Happy Halloween!
Three brothers set out on the road one day to find their individual fortunes in life. They came to a three-way fork in the road.
The oldest said, "Well, here's where we shall part. Each of us will take one of these roads. Let's meet up here in three years from today. We'll then see how far each of us has gone in life."
It was agreed and they went their separate ways.
The oldest brother walked and walked and followed the path up into Hairy Mountain. By now he was weak with thirst. Up ahead was a farmhouse, and outside the house was a lovely young woman preparing hot food over a fire.
"Da Sao, could I please trouble you for a drink of water?" he asked her.
"Certainly."
She plunged a sieve into a tub of water and then took it out, handing it to him so he could drink from it. He drank what he could, thanked her, and was on his way.
Hmm . . . he thought. I didn't have much to drink, but what I did drink has truly refreshed me.
On and on he walked. It wasn't before too long that he suddenly came down with a terrible stomachache. He doubled over and grabbed his stomach from the excruciating pain.
"Young man," a voice from nearby said, "what is troubling you?"
He looked up. An old farmer was standing nearby. He told the man about the farmhouse and the young woman and how he had drunk water from her sieve.
"Oh, young man! What were you thinking? Drinking water from a . . . sieve? Of all things! Who drinks water from a sieve? That's just courting trouble!" The old man shook his head. "Listen. I can definitely relieve you of your stomachache and cure you. Would you like that?"
"Yes, please, sir!" said the young man.
"Very well. You must come with me. For me to help you, you must agree to one thing."
"Yes, yes, oh, yes, please . . . whatever it is!"
"You must swear to marry my daughter who has never married before. Do you agree to become my son-in-law?"
"Yes, fine!"
"Good. Now, come with me . . . "
The young man, though absorbed with pain, slowly followed the old man. To his surprise, the old man led back to the very farmhouse where the young woman, now revealed to be his daughter, had given him water from a sieve!
And now he was to marry her . . . Well, an oath is an oath. The old fellow had him over a barrel, and, seeing as how he was bent over, holding his gut in sheer agony, the young man could not do a whole lot about it. He needed relief, and he needed it now!
And so he was married to the young woman on the spot. The old man, now his father-in-law, indeed then cured him of his severe bellyache.
The newlywed couple spent their first night sleeping on a kang, a brick bed heated by coal and wood found in colder Chinese regions.
All through the night, he perceived a deep abyss separating him and his wife, preventing him from inching closer to her. He looked down and saw nothing but the space of an endless darkness between them.
Imagination? Nerves? Dream? He couldn't fathom what was happening.
Gradually, he drifted off to an uneasy, restless sleep.

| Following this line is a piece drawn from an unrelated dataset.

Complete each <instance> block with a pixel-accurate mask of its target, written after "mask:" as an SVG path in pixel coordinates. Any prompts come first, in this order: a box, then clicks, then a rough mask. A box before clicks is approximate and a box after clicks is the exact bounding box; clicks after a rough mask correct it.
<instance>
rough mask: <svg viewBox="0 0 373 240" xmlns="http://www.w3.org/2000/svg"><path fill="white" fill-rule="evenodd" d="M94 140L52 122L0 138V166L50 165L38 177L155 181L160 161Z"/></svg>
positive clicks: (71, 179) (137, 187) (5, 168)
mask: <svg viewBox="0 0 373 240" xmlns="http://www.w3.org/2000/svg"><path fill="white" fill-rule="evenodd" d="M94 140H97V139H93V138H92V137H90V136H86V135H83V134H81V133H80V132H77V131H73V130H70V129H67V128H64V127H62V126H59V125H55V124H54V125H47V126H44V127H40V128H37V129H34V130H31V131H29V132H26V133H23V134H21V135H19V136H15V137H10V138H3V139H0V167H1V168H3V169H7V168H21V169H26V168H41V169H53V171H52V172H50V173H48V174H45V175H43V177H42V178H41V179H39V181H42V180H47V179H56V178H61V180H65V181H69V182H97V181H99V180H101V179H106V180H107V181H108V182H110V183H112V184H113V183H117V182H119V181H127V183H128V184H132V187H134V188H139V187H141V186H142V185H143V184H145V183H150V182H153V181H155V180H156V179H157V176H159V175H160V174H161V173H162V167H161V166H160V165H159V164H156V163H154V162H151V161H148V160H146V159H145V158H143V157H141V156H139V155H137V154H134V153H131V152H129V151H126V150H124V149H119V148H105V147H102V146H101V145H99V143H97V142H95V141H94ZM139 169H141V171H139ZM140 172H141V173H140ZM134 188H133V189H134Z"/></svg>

The next day, the father-in-law said, "Now that you and my daughter are married, some family members and friends will want to come over to celebrate, so we need to get ready. I'll need you to go farther up the mountain and bring back some firewood. Tomorrow, our guests will begin arriving."
The young man went up the mountain. Not long after he had arrived in an area where he could easily chop and collect wood, the sky turned dark and inky. Thunder and lightning shook the mountain, and a huge torrential rain soon followed.
He scurried for cover.
Up ahead was the mouth of a cave. He dashed in only to discover it was inhabited by a very old woman, who greeted and welcomed him. He told her his story.
"Oh, my dear," she said, shaking her head, "you're actually married to someone living on this accursed mountain. There are no good, decent mortals living on this mountain, only demons! And you've gone ahead and married the daughter of one, a spider shapeshifter. Your wife is one herself, too! Her father has already enabled her to eat ninety-nine young male travelers before you came along. You're supposed to be the one hundredth!
"If you hadn't been such a good-looking youth, you'd have been eaten last night. She clearly spared you for that reason. You can be sure that your father-in-law is enraged with your wife for sparing you last night. That's why he had you come up here looking for firewood so he could give his daughter time to conjure up a sudden storm and so you could somehow get yourself killed up here by a falling tree, rolling boulder, whatever . . . "
The young man was now scared out of his wits.